W marcu wydawało się, że polski hokej stał się trochę ciekawszy. Murowanych faworytów do tytułu Mistrza Polski - GKS Tychy i Comarch Cracovię pogodził Wojas Podhale. Klub z Nowego Targu co prawda nie miał pieniędzy na wypłaty i premie ale trenerowi Milanowi Jančusce udało się stworzyć zespół, który na ambicji i woli walki rozjechał najpierw Tyszan, a potem podopiecznych Rudolfa Rohačka. Miasto obiecało pomóc upadającemu klubowi. Efekt był taki, że działanie spółki zawieszono.
I tu zaczęły dziać się rzeczy, które bardziej przystają komedii pomyłek aniżeli profesjonalnej lidze hokejowej. MMKS Nowy Targ postanowił przejąć wszystko co pozostało po Wojas - Podhalu za wyjątkiem długów. - Hura! zakrzyknęli działacze PZHL i na losowanie Pucharu Kontynentalnego wysłali prezesa MMKS Mirosława Mrugałę. Ten ucieszył się z losowania i wrócił w dobrym humorze do Nowego Targu.
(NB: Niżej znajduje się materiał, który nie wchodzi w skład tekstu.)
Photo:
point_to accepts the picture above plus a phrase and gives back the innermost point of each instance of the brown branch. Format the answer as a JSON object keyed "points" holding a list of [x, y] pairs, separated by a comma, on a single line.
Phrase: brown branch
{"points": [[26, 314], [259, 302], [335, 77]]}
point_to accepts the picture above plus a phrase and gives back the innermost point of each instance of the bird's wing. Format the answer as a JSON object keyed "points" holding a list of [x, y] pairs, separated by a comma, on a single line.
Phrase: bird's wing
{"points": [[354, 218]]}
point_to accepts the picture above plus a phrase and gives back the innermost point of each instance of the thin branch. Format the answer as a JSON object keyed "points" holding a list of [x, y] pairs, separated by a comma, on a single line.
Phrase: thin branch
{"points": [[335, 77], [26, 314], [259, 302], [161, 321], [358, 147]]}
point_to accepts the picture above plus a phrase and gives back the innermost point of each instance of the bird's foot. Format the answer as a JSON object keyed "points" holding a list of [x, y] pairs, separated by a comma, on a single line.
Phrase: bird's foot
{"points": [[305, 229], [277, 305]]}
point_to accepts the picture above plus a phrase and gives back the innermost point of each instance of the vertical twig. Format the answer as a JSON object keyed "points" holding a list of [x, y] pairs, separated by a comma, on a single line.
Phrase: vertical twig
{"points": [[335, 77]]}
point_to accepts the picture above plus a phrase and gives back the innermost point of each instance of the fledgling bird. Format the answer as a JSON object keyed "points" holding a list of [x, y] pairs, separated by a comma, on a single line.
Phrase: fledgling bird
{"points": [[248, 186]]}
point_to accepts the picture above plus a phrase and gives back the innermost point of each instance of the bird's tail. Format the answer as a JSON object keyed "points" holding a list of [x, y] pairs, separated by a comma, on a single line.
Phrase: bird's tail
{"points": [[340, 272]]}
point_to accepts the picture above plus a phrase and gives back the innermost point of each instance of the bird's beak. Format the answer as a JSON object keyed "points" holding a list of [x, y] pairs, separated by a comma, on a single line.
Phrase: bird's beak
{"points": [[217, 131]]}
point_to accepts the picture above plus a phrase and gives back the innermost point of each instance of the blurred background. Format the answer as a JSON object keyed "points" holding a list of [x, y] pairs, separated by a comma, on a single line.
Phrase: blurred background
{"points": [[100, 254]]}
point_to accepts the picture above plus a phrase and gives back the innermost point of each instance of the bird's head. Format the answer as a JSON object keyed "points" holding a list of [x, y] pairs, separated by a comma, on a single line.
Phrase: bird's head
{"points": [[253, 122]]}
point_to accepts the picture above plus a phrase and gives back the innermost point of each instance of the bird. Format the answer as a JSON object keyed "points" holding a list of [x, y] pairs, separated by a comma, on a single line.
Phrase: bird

Co prawda mina trochę mu zrzedła kiedy dowiedział się, że aby we wrześniu grać w PLH musi rozegrać baraż ale potencjalny dochód z występu w Holandii pozwoliłby na spokojne funkcjonowanie spółki.
Władze PZHL niby to na wniosek IIHF-u niby swoją decyzją postanowiły, że skoro MMKS/Podhale nie przejmuje długów Wojasa Podhale to i nie może przejąć miejsca w lidze. Jak w takim razie uzupełnić brakującą drużynę? Działając szybko i sprawnie wymyślili baraż, nie bardzo jeszcze wiedząc kogo z kim. Ogłoszono uchwałę której punkt 2 brzmiał :Do meczów barażowych (…) zostaną dopuszczone drużyny, które zgłoszą pisemny wniosek do 26.06.2010r.. Co znaczył taki przepis? Otóż do baraży mógł przystąpić każdy. Powtarzam, każdy! Aż dziw bierze, że do gry nie zgłosiły się zespoły amatorskie, przedstawiciele niższych lig czy zespół kobiecy. Nie zgłosiły się, bo mają sporą dozę zdrowego rozsądku i nie chciały robić wstydu PZHL.
Po tej salomonowej decyzji hokejowe władze postanowiły jeszcze pozbawić udziału MMKS/Podhale w Pucharze Kontynentalnym na rzecz Comarch Cracovii . Decyzja nawet i słuszna, patrząc na to że hokeiści z Nowego Targu mogą we wrześniu nie występować w PLH. Słuszna jednak by była przed wyjazdem prezesa Mrugały do Budapesztu.
To nie koniec śmiesznych sytuacji w PZHL. W sam środek zamieszania postanowił wkroczyć niczym deus ex machina minister sportu Adam Giersz, który spróbuje posprzątać stajnie Augiasza ale coś obawiam się, że i Herkules by tu nie podołał. Na dokładkę mamy jeszcze nowy/stary twór w Toruniu, który wykonał podobny manewr jak MMKS ale baraży o 1 ligę grać nie musi, a może o Ekstraligę. Nie wiadomo jednak kim będą grać bo dramatyczny nabór poprzez stronę www może okazać się nieskuteczny. Na dokładkę mamy zamieszanie w Gdańsku (ah jak ten Stoczniowiec nie pasuje do naszej południowo - polskiej ligi hokeja) i królów polowania transferowego z Sanoka, którzy najpierw powybierali co bardziej łakome kąski konkurentom, a potem dostali zakaz transferowy za długi.
Miało iść ku lepszemu, a jest dramat. Przeciętny kibic patrzy i zastanawia się co się dzieje. Żaden poważny sponsor nie zdecyduje się inwestować w PLH jeśli nie przedstawi się mu jasnych zasad gry. W tej chwili gramy, ale zamiast reguł mamy żarty i gromki śmiech. Wszyscy wiedzą jednak że jest to śmiech przez łzy.